Neoliberal programı reddeden, emperyalist müdahalelere meydan okuyan, toplumsal bölüşümde yoksul kitleler lehine düzenlemeler yapan ve bunlarla birlikte sınırlı da olsa önemli kamucu adımlar atan devrim süreci hiç de azımsanamayacak bir kuvvet biriktirmeyi başarmış durumda.

Ne var ki, karma ekonomiye dayalı yeniden bölüşüm politikalarının üstesinden gelme ihtimali bulunmayan sorunların yarattığı hoşnutsuzluklar, devrim karşıtı güçlerin sürekli müdahale ve istismar konusunu oluşturuyor. Nitekim Chávez hükümetinin 2008 anayasa referandumunda uğradığı ilk seçim yenilgisi, mevcut koşullardaki kitle desteğinin yaratılan tüm birikime rağmen akışkan bir karaktere sahip olduğunu gösterdi. Diğer yandan, devlet aygıtının kalbine yönelinmediği sürece yeterli tahkimata kavuşması mümkün görünmeyen paralel örgütlenmelerde ortaya çıkması muhtemel yorgunluk da yine eldeki çok değerli birikimi erozyona uğratma tehlikesini barındırıyor.

Devrim sürecini bekleyen önemli görev
Küresel krizin etkilerinin ve artan emperyalist saldırganlığın ilmeği daralttığının farkında olan Chávez hükümeti, genel seçimlerin de gerçekleştirileceği 2010 yılında devrim sürecinin zorlu bir dönemeçten geçmek üzere olduğunun bilincinde görünüyor.

Venezuela Birleşik Sosyalist Parti’nin (PSUV) ikinci kongresinin bu yıl sonuna planlanması ve Chávez tarafından gündeme getirilen 5. Enternasyonal tartışması devrimci sürecin hem içeride hem de dışarıda konsolide edilmesi ihtiyacının yakıcılığını hissettirmekte olmasına bağlanabilir.

Diğer yandan, hem PSUV kongresinin hem de 5. Enternasyonal tartışmalarının, derinleştirilmesi hedeflenen devrim sürecinin programatik hattında belirgin bir değişikliği gündeme getirip getirmeyeceği konusu henüz belirsizliğini koruyor.

Söz konusu belirsizliğin devrimci öznenin niyetlerinden başka ve son derece nesnel sebepleri olduğu konusunda kuşku yok. Bununla birlikte, niyet yani devrimci program belirginleştirilmeden nesnel başka faktörlere müdahale edebilmenin de yolu bulunmuyor.

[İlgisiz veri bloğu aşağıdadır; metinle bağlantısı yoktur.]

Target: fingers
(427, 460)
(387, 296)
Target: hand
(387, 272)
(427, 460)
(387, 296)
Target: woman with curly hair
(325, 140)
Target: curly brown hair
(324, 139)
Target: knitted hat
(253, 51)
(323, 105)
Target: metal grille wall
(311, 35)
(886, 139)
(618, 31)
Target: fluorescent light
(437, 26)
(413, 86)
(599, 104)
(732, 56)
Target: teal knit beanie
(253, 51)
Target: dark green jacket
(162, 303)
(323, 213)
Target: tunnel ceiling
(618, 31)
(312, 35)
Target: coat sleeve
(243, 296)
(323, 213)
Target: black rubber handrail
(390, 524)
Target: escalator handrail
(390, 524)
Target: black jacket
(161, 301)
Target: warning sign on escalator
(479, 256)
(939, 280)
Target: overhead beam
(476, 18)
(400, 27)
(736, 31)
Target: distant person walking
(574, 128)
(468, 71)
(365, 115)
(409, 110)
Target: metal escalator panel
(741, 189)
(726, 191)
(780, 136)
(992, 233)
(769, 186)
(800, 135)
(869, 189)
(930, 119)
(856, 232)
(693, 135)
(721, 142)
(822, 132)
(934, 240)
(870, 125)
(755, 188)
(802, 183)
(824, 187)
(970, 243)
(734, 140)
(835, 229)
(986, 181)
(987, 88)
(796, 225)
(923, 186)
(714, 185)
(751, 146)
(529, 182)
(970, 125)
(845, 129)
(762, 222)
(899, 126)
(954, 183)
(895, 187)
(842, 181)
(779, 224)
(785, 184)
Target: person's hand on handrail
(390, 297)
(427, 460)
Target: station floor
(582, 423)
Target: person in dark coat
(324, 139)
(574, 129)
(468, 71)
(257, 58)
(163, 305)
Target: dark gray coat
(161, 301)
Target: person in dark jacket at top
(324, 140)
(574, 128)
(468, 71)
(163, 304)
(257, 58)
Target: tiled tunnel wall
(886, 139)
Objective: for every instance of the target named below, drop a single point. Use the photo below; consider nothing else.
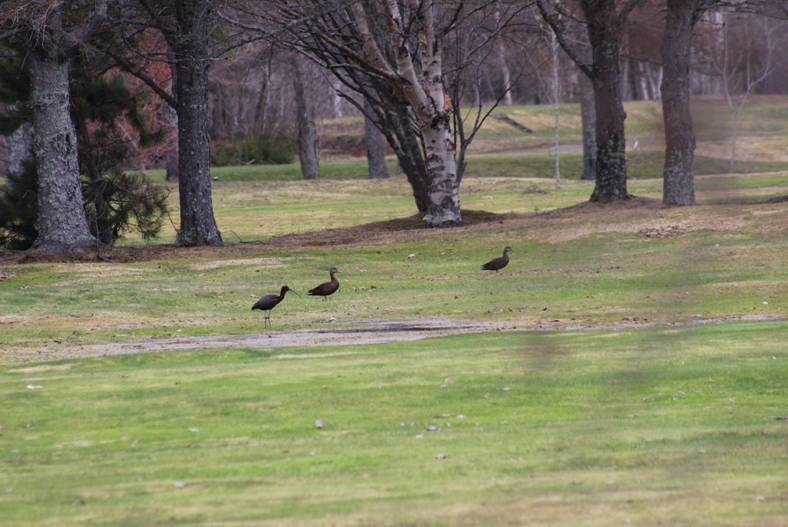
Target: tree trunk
(678, 187)
(308, 147)
(604, 32)
(588, 118)
(376, 147)
(19, 145)
(198, 226)
(62, 225)
(171, 164)
(102, 228)
(500, 50)
(444, 192)
(406, 145)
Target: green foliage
(19, 209)
(132, 203)
(248, 150)
(14, 95)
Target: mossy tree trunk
(678, 178)
(62, 224)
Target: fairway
(632, 370)
(647, 426)
(628, 366)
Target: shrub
(132, 203)
(255, 150)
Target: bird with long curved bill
(496, 264)
(268, 302)
(327, 289)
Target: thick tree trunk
(678, 187)
(198, 226)
(308, 146)
(444, 191)
(604, 32)
(88, 162)
(588, 118)
(407, 147)
(19, 145)
(62, 224)
(376, 147)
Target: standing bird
(327, 289)
(268, 302)
(496, 264)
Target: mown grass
(586, 268)
(763, 117)
(613, 407)
(650, 426)
(642, 165)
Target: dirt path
(368, 332)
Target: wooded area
(393, 262)
(426, 76)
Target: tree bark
(405, 142)
(190, 47)
(376, 147)
(588, 119)
(308, 146)
(19, 145)
(62, 222)
(604, 32)
(444, 194)
(678, 178)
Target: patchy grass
(649, 426)
(583, 266)
(643, 386)
(643, 164)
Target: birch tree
(308, 148)
(392, 53)
(604, 22)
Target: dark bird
(268, 302)
(327, 289)
(496, 264)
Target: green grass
(591, 268)
(647, 426)
(642, 165)
(611, 405)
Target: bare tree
(556, 85)
(308, 146)
(376, 147)
(392, 53)
(604, 21)
(186, 26)
(588, 121)
(746, 61)
(678, 180)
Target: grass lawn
(637, 374)
(645, 426)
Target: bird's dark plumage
(268, 302)
(327, 288)
(499, 263)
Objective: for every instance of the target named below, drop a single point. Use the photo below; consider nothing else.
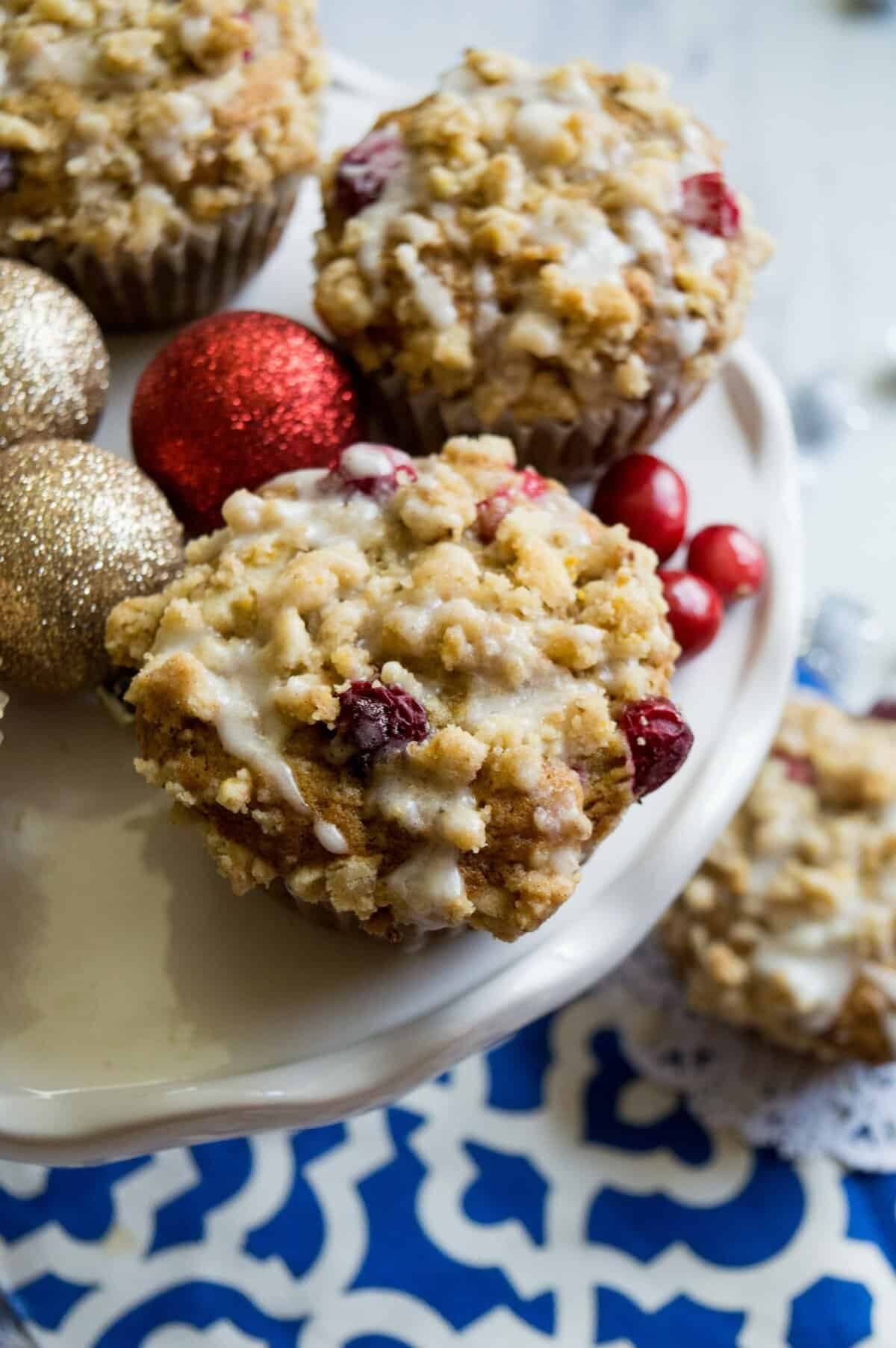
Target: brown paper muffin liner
(420, 422)
(175, 282)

Sınıflar mücadelesinin ekonomik düzlemde ve emperyalist müdahaleler bağlamında izleyeceği seyir, Bolivarcı devrim programının daha açık bir sınıfsal içerikle berraklaştırılmasından başka bir seçeneğe uzun süre yaşam hakkı tanıyacakmış gibi görünmüyor.

Bu bağlamda, esas itibariyle bölüşüm politikalarına dayanan mevcut ekonomik modelin yerini sermaye hâkimiyetine kararlılıkla son verecek bir sosyalizm programına bırakması ve devlet aygıtının mevcut ikilikleri ortadan kaldıracak ve iktidarı emekçi sınıflar elinde tekleştirecek köklü bir dönüşüme uğratılması niyetinin ortaya konması Bolivarcı devrim açısından da yaşamsal görünüyor.